Na última coluna do ano, compartilho um texto de um dos meus autores favoritos, o moçambicano Mia Couto. Artista da palavra, a utiliza como instrumento para reencantar o mundo. Dentre inúmeros prêmios que já recebeu está o Neustadt, considerado o Nobel americano. De escritores de língua portuguesa que já receberam esta honraria está ele e João Cabral de Melo Neto. Além dos textos literários, Mia Couto já produziu belíssimas reflexões sobre nosso tempo e a humanidade, como o discurso na abertura do ano letivo do Instituto Superior de Ciências e Tecnologia de Moçambique. Segue um trecho (com vocabulário e sotaque português!) como desejo de um novo ano de paz e riqueza verdadadeira:

“A pressa em mostrar que não se é pobre é, em si mesma, um atestado de pobreza. A nossa pobreza não pode ser motivo de ocultação. Quem deve sentir vergonha não é o pobre mas quem cria pobreza.
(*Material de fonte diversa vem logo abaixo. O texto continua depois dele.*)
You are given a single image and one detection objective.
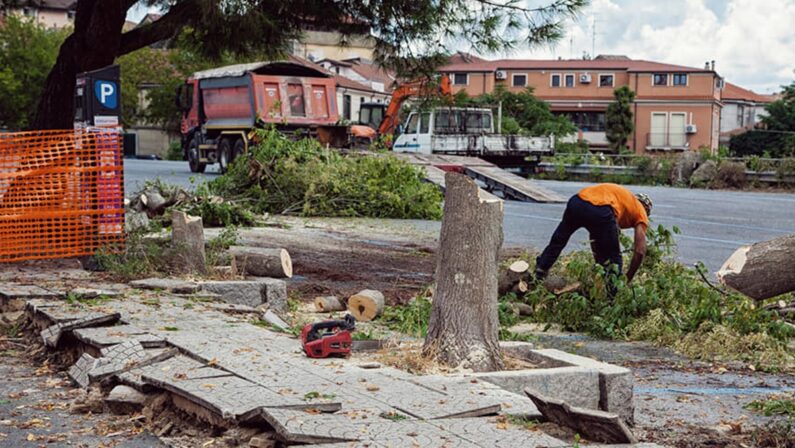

Vivemos hoje uma atabalhoada preocupação em exibirmos falsos sinais de riqueza. Criou-se a ideia que o estatuto do cidadão nasce dos sinais que o diferenciam dos mais pobres.

Recordo-me que certa vez entendi comprar uma viatura em Maputo. Quando o vendedor reparou no carro que eu tinha escolhido quase lhe deu um ataque. “Mas esse, senhor Mia, o senhor necessita de uma viatura compatível”. O termo é curioso: “compatível”.

Estamos vivendo num palco de teatro e de representações: uma viatura já é não um objecto funcional. É um passaporte para um estatuto de importância, uma fonte de vaidades. O carro converteu-se num motivo de idolatria, numa espécie de santuário, numa verdadeira obsessão promocional.

Esta doença, esta religião que se podia chamar viaturolatria atacou desde o dirigente do Estado ao menino da rua. Um miúdo que não sabe ler é capaz de conhecer a marca e os detalhes todos dos modelos de viaturas. É triste que o horizonte de ambições seja tão vazio e se reduza ao brilho de uma marca de automóvel.

É urgente que as nossas escolas exaltem a humildade e a simplicidade como valores positivos.

A arrogância e o exibicionismo não são, como se pretende, emanações de alguma essência da cultura africana do poder. São emanações de quem toma a embalagem pelo conteúdo.”